Overview
This node uses Puppeteer, a headless browser automation library, to interact with web pages programmatically. Specifically, the "Get Page Content" operation loads a given URL and retrieves the full HTML content of the page along with HTTP response headers and status code.
Common scenarios where this node is beneficial include:
- Web scraping: Extracting raw HTML content for parsing or data extraction.
- Monitoring: Checking page content changes over time.
- Automation workflows that require fetching dynamic page content rendered by JavaScript.
Practical example:
- Fetch the HTML content of a product page on an e-commerce site to extract pricing or availability information.
- Retrieve the content of a news article page to analyze or archive it.
Properties
| Name | Meaning |
|---|---|
| URL | The web address of the page to load and retrieve content from. |
| Query Parameters | Optional key-value pairs appended as query parameters to the URL before loading the page. |
| Options | A collection of advanced settings controlling browser behavior and page loading: |
| - Batch Size | Maximum number of pages to open simultaneously (affects memory and CPU usage). |
| - Browser WebSocket Endpoint | Connect to an existing browser instance via WebSocket instead of launching a new one. |
| - Emulate Device | Emulate a specific device's viewport and user agent (e.g., iPhone, iPad). |
| - Executable Path | Custom path to the browser executable to use. Ignored if connecting via WebSocket. |
| - Extra Headers | Additional HTTP headers to send with the page request. |
| - File Name | Filename to assign to binary outputs (not applicable for Get Page Content). |
| - Launch Arguments | Extra command line arguments passed to the browser process. |
| - Timeout | Maximum navigation time in milliseconds (0 disables timeout). |
| - Wait Until | Event to consider navigation complete: load, domcontentloaded, networkidle0, or networkidle2. |
| - Page Caching | Enable or disable page-level caching (default enabled). |
| - Headless Mode | Run browser without UI (default true). |
| - Use Chrome Headless Shell | Run browser in headless shell mode (requires headless mode enabled and chrome-headless-shell in PATH). |
| - Stealth Mode | Apply techniques to avoid detection as a headless browser. |
| - Proxy Server | Use a custom proxy server for requests (e.g., localhost:8080, socks5://localhost:1080). |
| - Add Container Arguments | Automatically add recommended arguments for container environments (--no-sandbox, etc.). |
Output
The output is an array of items, each corresponding to an input item processed. For the "Get Page Content" operation, each item contains:
json:body: The full HTML content of the loaded page as a string.headers: An object containing HTTP response headers received when loading the page.statusCode: The HTTP status code of the page response (e.g., 200).url: The final URL loaded (including any redirects).

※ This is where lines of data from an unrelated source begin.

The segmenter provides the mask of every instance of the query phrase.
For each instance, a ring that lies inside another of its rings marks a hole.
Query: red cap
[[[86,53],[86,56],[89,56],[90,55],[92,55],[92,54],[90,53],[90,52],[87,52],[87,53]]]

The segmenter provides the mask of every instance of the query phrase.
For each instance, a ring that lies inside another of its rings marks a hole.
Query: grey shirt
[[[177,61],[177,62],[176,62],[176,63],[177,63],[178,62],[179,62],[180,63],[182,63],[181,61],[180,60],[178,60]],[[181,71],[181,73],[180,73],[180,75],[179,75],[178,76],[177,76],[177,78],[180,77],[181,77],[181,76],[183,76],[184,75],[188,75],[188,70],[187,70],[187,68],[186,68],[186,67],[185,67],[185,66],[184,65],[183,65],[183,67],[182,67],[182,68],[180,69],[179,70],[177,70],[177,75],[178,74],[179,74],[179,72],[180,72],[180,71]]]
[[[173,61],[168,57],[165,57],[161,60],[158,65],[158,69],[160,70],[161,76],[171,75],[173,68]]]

pairedItem: References the original input item index.
No binary data is produced for this operation.
Dependencies
- Requires Puppeteer and puppeteer-extra libraries for browser automation.
- Optionally uses the stealth plugin to evade headless detection.
- If using "Browser WebSocket Endpoint," requires access to an existing browser instance exposing a WebSocket debugging endpoint.
- No internal credential types are required, but if accessing pages behind authentication, users must handle that externally or via custom scripts.
- Environment variables can influence allowed modules and console output during script execution but do not affect this operation directly.
Troubleshooting
- Failed to launch/connect to browser: Indicates Puppeteer could not start or connect to a browser instance. Check that the executable path is correct, dependencies are installed, and no conflicting processes block browser launch.
- Invalid URL: The provided URL is malformed or cannot be parsed. Ensure the URL is valid and properly formatted.
- Request failed with status code XXX: The page returned a non-200 HTTP status code. This may indicate the page is unavailable, requires authentication, or blocked by firewall/proxy.
- Timeout errors: Navigation took longer than the specified timeout. Increase the timeout value or check network conditions.
- Memory/CPU overload: Using a large batch size opens many pages simultaneously, which can exhaust system resources. Reduce batch size to mitigate.
- Stealth mode issues: Enabling stealth mode may cause unexpected behavior on some sites; disable if problems occur.
- Proxy configuration: Incorrect proxy server strings can prevent page loading. Verify proxy format and accessibility.